Economic growth has produced higher wages and sent consumer confidence to a 17-year high, with consumer spending on a strong upward trend as a result. Despite headwinds from rising tariffs that are increasing the costs of imported products and materials, Robert Drbul, a senior managing director in the research division of Guggenheim Securities, sees a bright outlook for several leading retailers. As reported by Barron's, his top pick is Tapestry Inc. (TPR), while other retail stocks that he recommends are Amazon.com Inc. (AMZN), PVH Corp. (PVH), Nike Inc. (NKE), Kohl's Corp. (KSS) and Tiffany & Co. (TIF). Tapestry is the parent of Coach, while the top brands of PVH are Calvin Klein and Tommy Hilfiger.
|S&P Retail Select Industry Index (SPSIRE)||9.0%|
|S&P 500 Index (SPX)||5.4%|
Sources: Barron's, S&P Dow Jones Indices; calculations through the close on July 27.
Drbul cites several positives for the retail sector in addition to the key macro driver of rising consumer spending: healthy balance sheets, lean inventories, closures of underperforming stores, improving e-commerce strategies, and benefits from tax reform. While the stock prices of many retailers are near all-time highs, he indicates that "many of these gains have been warranted," per Barron's. Tiffany and Nike are discussed in more detail below, as representative cases.
Macro Driver: Consumer Spending
As quoted by Barron's, Drbul wrote last week that the U.S. consumer "remains quite healthy and in a strong position." Personal consumption expenditures reached an all-time high in the second quarter, up by 1.4% from the first quarter, and 6.8% above spending in the fourth quarter of 2016, per the U.S Bureau of Economic Analysis (BEA). Meanwhile, on an inflation-adjusted basis, the U.S. Bureau of Labor Statistics projects an average annual growth rate of 1.9% through 2026.
Luxury retailer Tiffany and apparel giant Nike are both dramatically outpacing the stock market as they benefit from these macro trends.
Tiffany: 'Transformed Overnight'
Tiffany has seen sales of jewelry and other luxury goods surge at its worldwide network of stores, providing diversification against a possible downtick in U.S. consumer spending. And its U.S. stores, especially its flagship location on Fifth Avenue in Manhattan, are attracting free-spending foreign tourists, as noted by the New York Post. The Post also indicates that Tiffany is making progress with a plan to win younger shoppers from rival stores and websites, and that its same-store sales are growing briskly, exceeding analysts' estimates.
CNN reports that sales growth was spread across the globe for Tiffany, while U.S. tax reform reduced its effective tax rate by more than six percentage points.
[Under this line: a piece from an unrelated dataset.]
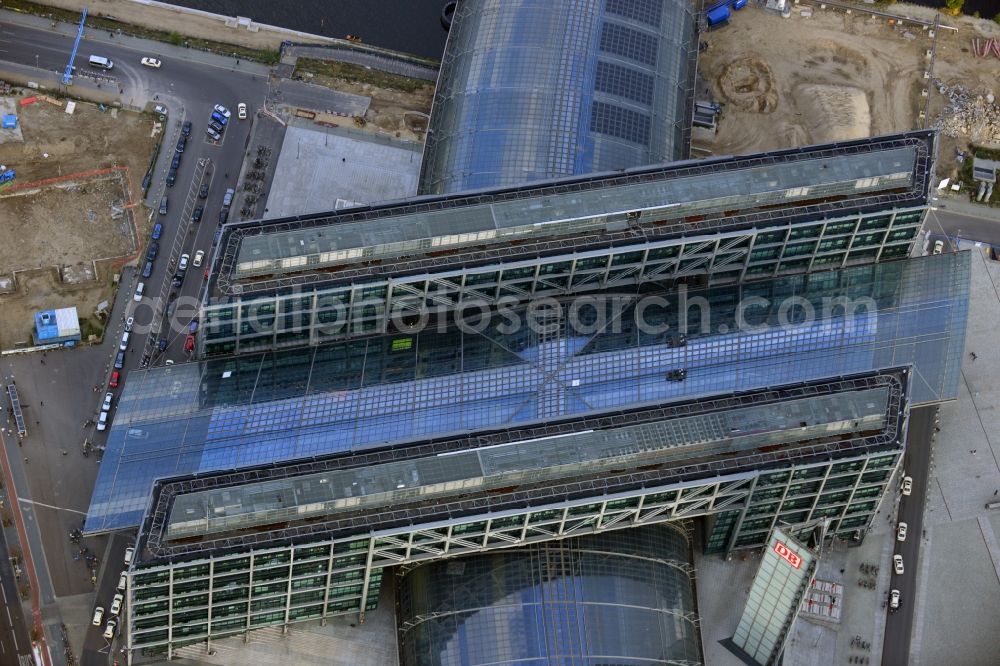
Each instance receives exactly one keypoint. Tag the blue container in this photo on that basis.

CNBC commentator Jim Cramer said that "they've made extraordinary strides at improving their execution," crediting new CEO Alessandro Bogliolo with much of the company's turnaround. "Almost overnight, he's transformed what once was the stodgiest and least up-to-date luxury retailer around into a growth powerhouse," Cramer added, citing new product lines, a better online strategy, and new sales slogans.
Nike: 'Triple Double'
Like Tiffany, athletic footwear, apparel and equipment maker Nike has engineered a turnaround in its North American operations by posting widespread sales improvement across its product lines, sales regions and customer segments as part of its "triple double" plan to double innovation, speed to market and digital sales, according to Seeking Alpha. Investment in technology has shrunk the average product creation timeline by more than 50%.
Skeptics will point out that trade wars may hamper overseas sales of these companies, while increased costs due to U.S. tariffs eventually are likely to result either in margin compression or, if passed along to the consumer, sales declines. Moreover, the U.S. economy is overdue for a recessionary period, and that is just about guaranteed to depress consumer spending and retail sales.